Following up on my earlier comment, I believe that you can use the original data to do a proper analysis that estimates the common sensitivity for each device across the studies taking into account the correlation caused by subjects providing responses on both devices. The analysis, using a GEE model, can provide the common sensitivities along with standard errors allowing for confidence intervals and a comparison.

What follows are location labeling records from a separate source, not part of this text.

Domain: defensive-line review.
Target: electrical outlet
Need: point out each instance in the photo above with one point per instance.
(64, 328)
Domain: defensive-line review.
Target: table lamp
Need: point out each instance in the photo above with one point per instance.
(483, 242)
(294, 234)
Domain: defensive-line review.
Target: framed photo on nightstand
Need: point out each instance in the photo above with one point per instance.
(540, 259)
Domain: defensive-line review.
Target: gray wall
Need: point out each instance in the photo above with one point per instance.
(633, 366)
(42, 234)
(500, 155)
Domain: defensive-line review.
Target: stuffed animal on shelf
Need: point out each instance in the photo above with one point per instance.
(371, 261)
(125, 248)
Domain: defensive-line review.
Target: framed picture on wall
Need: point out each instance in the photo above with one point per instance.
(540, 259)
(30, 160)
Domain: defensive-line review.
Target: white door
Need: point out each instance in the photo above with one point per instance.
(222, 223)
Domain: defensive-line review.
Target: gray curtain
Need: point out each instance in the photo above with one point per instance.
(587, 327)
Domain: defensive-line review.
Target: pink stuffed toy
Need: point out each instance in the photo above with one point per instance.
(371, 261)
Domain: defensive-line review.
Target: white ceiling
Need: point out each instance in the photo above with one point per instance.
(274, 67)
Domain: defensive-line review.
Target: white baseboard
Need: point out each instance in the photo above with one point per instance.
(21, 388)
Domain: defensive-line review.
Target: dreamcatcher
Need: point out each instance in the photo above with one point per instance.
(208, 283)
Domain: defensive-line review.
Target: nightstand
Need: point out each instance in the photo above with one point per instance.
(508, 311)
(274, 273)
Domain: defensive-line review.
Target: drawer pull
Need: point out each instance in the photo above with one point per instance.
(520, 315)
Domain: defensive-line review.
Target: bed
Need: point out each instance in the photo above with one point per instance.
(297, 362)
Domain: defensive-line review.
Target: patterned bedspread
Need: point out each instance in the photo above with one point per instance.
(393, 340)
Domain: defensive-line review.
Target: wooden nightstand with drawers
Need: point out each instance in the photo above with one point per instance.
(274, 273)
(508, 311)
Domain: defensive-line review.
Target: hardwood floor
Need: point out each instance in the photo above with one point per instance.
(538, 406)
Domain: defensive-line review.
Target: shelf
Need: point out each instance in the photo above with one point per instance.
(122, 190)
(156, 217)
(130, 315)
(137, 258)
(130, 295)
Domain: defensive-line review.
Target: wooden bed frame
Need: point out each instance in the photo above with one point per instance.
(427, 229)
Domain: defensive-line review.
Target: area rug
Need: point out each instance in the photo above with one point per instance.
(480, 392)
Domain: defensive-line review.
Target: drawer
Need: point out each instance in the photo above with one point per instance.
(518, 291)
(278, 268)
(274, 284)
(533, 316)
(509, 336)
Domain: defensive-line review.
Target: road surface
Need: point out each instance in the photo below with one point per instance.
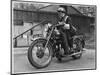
(20, 63)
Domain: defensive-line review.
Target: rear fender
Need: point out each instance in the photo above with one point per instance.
(81, 38)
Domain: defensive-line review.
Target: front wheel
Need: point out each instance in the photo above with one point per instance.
(39, 56)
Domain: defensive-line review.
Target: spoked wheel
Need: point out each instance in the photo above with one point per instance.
(38, 55)
(79, 49)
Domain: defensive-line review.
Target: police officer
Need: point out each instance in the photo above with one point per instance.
(69, 29)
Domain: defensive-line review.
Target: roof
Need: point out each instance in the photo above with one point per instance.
(53, 9)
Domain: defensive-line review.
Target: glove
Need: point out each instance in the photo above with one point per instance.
(66, 26)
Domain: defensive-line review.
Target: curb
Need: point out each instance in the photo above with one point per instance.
(24, 50)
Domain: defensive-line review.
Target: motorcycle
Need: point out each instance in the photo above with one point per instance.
(42, 50)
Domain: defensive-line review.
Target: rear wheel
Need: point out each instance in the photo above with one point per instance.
(79, 49)
(39, 56)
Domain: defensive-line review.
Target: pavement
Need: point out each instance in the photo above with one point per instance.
(20, 63)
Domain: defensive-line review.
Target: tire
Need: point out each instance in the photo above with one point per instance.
(32, 59)
(80, 50)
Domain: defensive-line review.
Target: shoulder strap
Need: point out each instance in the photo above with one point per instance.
(66, 17)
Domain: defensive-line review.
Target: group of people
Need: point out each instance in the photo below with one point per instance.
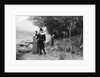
(38, 42)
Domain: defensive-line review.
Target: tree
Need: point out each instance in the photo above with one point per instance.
(58, 24)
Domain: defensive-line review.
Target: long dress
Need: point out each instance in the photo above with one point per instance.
(34, 46)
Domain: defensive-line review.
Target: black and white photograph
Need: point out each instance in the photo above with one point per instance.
(49, 37)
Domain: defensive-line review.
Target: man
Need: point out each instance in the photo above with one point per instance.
(41, 41)
(37, 37)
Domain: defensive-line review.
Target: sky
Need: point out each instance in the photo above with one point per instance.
(24, 25)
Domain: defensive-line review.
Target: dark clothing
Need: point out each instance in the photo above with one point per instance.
(41, 40)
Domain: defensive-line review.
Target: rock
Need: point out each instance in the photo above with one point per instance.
(24, 49)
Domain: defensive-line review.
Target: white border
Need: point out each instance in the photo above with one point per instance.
(86, 65)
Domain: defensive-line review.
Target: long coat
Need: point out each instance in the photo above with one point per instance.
(34, 46)
(41, 40)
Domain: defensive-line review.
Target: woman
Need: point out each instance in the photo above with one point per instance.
(35, 43)
(41, 41)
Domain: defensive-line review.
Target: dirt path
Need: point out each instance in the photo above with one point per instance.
(30, 56)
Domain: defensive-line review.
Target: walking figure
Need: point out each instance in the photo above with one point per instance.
(41, 41)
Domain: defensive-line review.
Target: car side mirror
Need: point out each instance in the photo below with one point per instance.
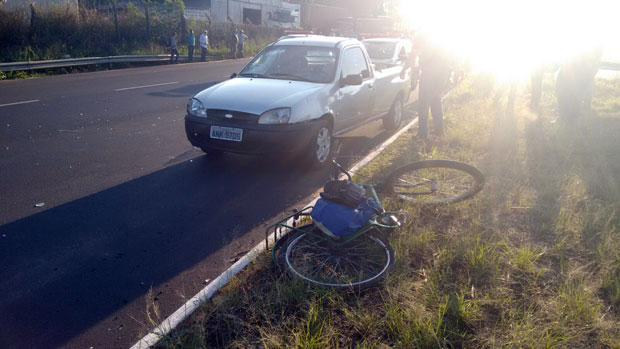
(352, 80)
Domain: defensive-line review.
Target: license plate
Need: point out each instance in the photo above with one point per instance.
(227, 133)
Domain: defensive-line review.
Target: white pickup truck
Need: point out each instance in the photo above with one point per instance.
(296, 95)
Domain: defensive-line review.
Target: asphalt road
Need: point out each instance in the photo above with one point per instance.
(105, 206)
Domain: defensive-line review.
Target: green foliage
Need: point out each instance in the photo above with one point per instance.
(55, 31)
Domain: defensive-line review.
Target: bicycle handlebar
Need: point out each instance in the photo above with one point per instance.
(338, 168)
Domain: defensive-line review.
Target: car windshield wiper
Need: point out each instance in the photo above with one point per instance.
(290, 76)
(254, 75)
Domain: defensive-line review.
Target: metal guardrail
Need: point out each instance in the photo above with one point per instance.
(72, 62)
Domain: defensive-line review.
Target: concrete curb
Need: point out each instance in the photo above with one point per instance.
(171, 322)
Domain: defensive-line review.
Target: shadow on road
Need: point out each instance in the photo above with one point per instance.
(184, 91)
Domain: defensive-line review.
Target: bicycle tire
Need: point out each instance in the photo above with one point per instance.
(399, 182)
(313, 260)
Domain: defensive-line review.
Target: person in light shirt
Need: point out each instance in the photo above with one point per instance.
(204, 43)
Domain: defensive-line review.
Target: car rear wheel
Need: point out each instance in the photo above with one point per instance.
(393, 119)
(212, 152)
(320, 150)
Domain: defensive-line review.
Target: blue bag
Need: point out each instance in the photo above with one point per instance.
(338, 220)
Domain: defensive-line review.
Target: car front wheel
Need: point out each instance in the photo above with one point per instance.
(320, 150)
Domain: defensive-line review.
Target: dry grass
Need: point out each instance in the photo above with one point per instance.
(532, 261)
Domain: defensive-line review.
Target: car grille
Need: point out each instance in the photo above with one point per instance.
(237, 116)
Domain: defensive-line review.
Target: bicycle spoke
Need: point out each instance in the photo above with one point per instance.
(356, 262)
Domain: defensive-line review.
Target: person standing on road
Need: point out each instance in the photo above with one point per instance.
(204, 42)
(191, 42)
(172, 45)
(435, 70)
(242, 37)
(234, 41)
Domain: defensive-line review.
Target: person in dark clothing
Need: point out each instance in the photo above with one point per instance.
(234, 41)
(172, 45)
(191, 42)
(204, 43)
(435, 70)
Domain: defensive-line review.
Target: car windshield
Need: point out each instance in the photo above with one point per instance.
(380, 50)
(288, 62)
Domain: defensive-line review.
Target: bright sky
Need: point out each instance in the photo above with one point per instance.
(509, 37)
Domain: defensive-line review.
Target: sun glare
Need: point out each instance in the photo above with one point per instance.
(510, 38)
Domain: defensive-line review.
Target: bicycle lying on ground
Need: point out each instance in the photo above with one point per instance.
(364, 257)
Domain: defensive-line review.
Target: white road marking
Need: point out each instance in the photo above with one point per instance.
(145, 86)
(24, 102)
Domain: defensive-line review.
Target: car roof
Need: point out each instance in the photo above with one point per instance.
(383, 40)
(314, 40)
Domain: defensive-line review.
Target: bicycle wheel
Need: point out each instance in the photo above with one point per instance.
(362, 263)
(434, 182)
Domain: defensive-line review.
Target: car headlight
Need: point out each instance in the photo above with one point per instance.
(275, 116)
(196, 108)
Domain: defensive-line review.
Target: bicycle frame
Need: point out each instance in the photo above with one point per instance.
(283, 227)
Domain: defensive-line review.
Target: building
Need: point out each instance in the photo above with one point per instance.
(273, 13)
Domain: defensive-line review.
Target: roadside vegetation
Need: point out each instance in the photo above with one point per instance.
(532, 261)
(54, 32)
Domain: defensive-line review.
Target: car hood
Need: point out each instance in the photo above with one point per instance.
(256, 96)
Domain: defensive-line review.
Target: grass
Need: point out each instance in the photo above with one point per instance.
(531, 261)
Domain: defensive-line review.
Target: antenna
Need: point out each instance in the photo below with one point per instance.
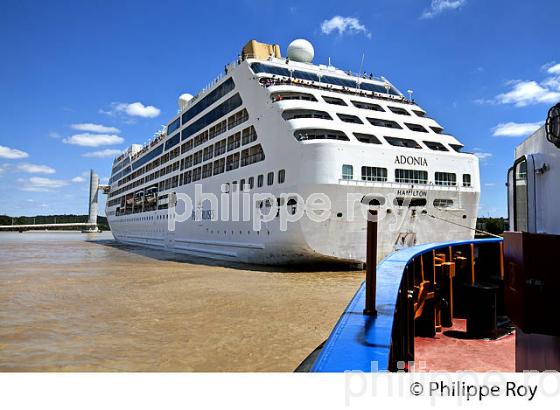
(410, 92)
(362, 64)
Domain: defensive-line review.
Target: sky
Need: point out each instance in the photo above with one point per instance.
(82, 80)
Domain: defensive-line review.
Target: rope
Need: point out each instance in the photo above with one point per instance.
(466, 227)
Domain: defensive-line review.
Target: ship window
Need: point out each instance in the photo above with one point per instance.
(208, 100)
(443, 203)
(410, 202)
(342, 82)
(220, 147)
(403, 142)
(232, 162)
(197, 173)
(197, 157)
(269, 69)
(374, 174)
(377, 88)
(213, 132)
(173, 126)
(437, 130)
(367, 138)
(399, 110)
(234, 141)
(187, 146)
(456, 147)
(415, 127)
(238, 118)
(219, 166)
(350, 118)
(319, 134)
(436, 146)
(384, 123)
(521, 210)
(249, 135)
(368, 106)
(251, 155)
(224, 108)
(334, 101)
(207, 170)
(446, 178)
(411, 176)
(347, 171)
(295, 114)
(305, 75)
(292, 96)
(208, 152)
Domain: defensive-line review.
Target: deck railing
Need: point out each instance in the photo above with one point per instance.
(418, 290)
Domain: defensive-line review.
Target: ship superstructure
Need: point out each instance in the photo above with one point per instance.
(293, 129)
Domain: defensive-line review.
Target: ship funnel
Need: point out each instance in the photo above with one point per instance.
(93, 200)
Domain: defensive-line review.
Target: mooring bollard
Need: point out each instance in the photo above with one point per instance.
(371, 263)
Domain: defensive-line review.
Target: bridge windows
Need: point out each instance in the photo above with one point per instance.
(334, 101)
(399, 110)
(367, 138)
(298, 113)
(415, 127)
(350, 118)
(374, 174)
(347, 172)
(446, 179)
(435, 146)
(411, 176)
(320, 134)
(443, 203)
(403, 142)
(280, 96)
(384, 123)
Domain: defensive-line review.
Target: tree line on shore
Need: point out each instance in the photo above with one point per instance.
(53, 219)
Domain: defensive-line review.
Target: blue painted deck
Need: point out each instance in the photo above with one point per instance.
(358, 340)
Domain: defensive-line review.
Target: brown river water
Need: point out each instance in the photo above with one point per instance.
(76, 302)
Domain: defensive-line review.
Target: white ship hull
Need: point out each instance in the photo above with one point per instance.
(310, 166)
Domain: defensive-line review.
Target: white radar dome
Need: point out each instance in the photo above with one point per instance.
(183, 100)
(301, 50)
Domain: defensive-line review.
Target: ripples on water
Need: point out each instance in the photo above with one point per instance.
(77, 302)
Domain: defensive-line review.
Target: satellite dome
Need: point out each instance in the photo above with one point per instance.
(301, 50)
(184, 99)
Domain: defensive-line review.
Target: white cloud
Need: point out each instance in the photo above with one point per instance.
(105, 153)
(36, 169)
(93, 140)
(439, 6)
(514, 129)
(11, 153)
(524, 93)
(344, 25)
(552, 68)
(40, 184)
(136, 109)
(90, 127)
(482, 156)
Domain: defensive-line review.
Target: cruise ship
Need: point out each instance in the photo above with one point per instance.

The following DATA step generates some example data. This simple step just generates, for each subject (ID), random binary values on the gold standard and each device. While it doesn't try to build in specific sensitivity values or any correlation, it will serve to illustrate the analysis. It creates data for two devices and three studies, but the proposed analysis could be used for more of both. Note that each subject has two observations created and the variable, DIAG, is created to hold the binary responses from each device (DEV).
data f;
call streaminit(42633);
do study=1 to 3;
do rep=1 to 20;
drop rep;
id+1; gold=rand('bernoulli',.5);
dev=1; diag=rand('bernoulli',.5); output;
dev=2; diag=rand('bernoulli',.5); output;
end; end;
run;
Before doing the analysis, let's find out the sensitivities in the tables from the generated data. The following produces the 2x2 table for each device against the gold standard within each study.
proc sort data=f;
by study dev;
run;
proc freq data=f;
by study dev;
table diag*gold;
run;
As shown in this note, the sensitivity in each table is the column percent in the 1,1 cell, so since it is really only necessary to work with the gold=1 column, the following statements again obtain and save the sensitivity values. As such, the sensitivity is just the event probability of the binary, gold=1, variable in each table. The PROC MEANS step then shows the simple averages of the observed sensitivities for each device.
proc freq data=f;
where gold=1;
by study dev;
table diag;
ods output onewayfreqs=frqs(where=(diag=1));
run;
proc means mean;
class dev; var percent;
run;
The following fits a logistic GEE model on the sensitivities. Similar to what is done in the second FREQ step above, only the gold=1 data is used.
proc genmod data=f;
where gold=1;
class study dev;
model diag(event='1')=dev / dist=bin;
repeated subject=study;
lsmeans dev / ilink diff cl plots=none;
run;
You can see that the estimated common sensitivity for each device across the studies (provided by the ILINK option in the LSMEANS statement) is similar to the average of its observed sensitivities found by PROC FREQ above. The DIFF and CL options provide confidence intervals and a comparison of the device sensitivities.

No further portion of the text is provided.